Claire Handscombe moved from Europe to DC in 2012, ostensibly to study for an MFA in Creative Writing, but actually – let’s be honest – because of an obsession with The West Wing. She is the author of Unscripted, a novel about a young woman with a celebrity crush and a determined plan, and the editor of Walk With Us: How The West Wing Changed Our Lives. She also hosts the Brit Lit Podcast, a fortnightly show of news and views from British books and publishing. Blog: the Brit Lit Blog. Twitter: @BookishClaire

July is a little quiet on the British books front in the US. That’s not the case in the UK, where there’s an explosion of exciting-sounding books, but over here across the Pond, publishers seem to be saving those for the autumn or even early next year… if they’re buying them at all.

Still, there’s good ones making it over to the US, and here are some of them.

Come Let Us Sing Anyway, by Leone Ross (Peepal Tree Press, 1st July)

Leone Ross’ short fiction has been richly praised, published in multiple anthologies, and translated into Spanish, French and Slovak, but this is her first collection. The stories are set in the UK and Jamaica and vary in length from flash fiction to extended story, and have in common fantastical elements and a refusal to shy away from difficult and complicated subjects, like intense sexuality, social inequality, and the killing of black people by police.
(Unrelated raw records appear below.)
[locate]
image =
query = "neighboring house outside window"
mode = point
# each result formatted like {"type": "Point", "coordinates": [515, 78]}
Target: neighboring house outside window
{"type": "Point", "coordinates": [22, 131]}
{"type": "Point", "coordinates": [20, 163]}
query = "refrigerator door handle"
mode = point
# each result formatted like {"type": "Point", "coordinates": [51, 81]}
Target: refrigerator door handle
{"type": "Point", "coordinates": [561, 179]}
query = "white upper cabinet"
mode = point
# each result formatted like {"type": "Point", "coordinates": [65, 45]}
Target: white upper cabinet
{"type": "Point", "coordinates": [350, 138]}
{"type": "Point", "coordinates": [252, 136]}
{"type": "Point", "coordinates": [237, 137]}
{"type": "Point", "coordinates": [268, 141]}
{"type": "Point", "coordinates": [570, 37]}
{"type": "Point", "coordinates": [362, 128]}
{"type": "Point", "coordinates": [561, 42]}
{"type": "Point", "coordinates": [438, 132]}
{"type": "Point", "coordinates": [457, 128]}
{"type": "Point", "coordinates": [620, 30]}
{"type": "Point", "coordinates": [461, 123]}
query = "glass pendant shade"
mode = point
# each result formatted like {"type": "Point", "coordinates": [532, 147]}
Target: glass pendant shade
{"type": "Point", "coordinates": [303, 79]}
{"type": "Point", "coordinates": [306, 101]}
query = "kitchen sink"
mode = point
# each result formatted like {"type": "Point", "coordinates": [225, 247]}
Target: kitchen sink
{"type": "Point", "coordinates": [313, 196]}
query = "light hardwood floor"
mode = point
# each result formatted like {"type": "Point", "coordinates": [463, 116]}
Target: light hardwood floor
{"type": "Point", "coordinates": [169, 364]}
The Things I Would Tell You: British Muslim Women Write, ed. Sabrina Mahfouz (Saqi Books, 11th July)

Fiction, essays, memoir, poetry, drama: all are present in this eclectic collection which showcases well-known authors alongside emerging writers. They visit Karachi and New York City, explore romantic love and Brexit and a multitude of other places and themes. Adhaf Soueif writes the introduction, and she makes clear that “one of the aims of the anthology is to dispel the narrow image of what a Muslim woman — and particularly a British Muslim woman — looks and lives like”.

Jane Austen at Home, by Lucy Worsley (St Martin’s Press, 11th July)

Among the plethora of new, bicentennial-hooked Austen books is this unique take on one of Britain’s most beloved authors, through the prism of the places where she either lived or spent significant time, and how she wrote of home in her novels.

 

 

Can I Speak to Someone in Charge? by Emily Clarkson (Simon & Schuster, 13th July)

Here’s what Emily herself says about her book of essays in letter form, on topics as diverse as thigh gap and Facebook friends and Lycra: “I hope this book will speak to a range of women, and men actually, I hope it will make people laugh, but more importantly I hope it will open people’s eyes to the fact that we’ve got a lot to do if we want to make growing up in a good and kind world a possibility for our daughters.”

Tin Man, by Sarah Winman (Tinder Press, 27th July)

Ellis and Michael are inseparable as twelve-year-old boys — until Annie walks into their lives. This is an “almost-love story” — if I’m being honest, probably my favourite kind of love story — by the author of the beloved When God Was a Rabbit.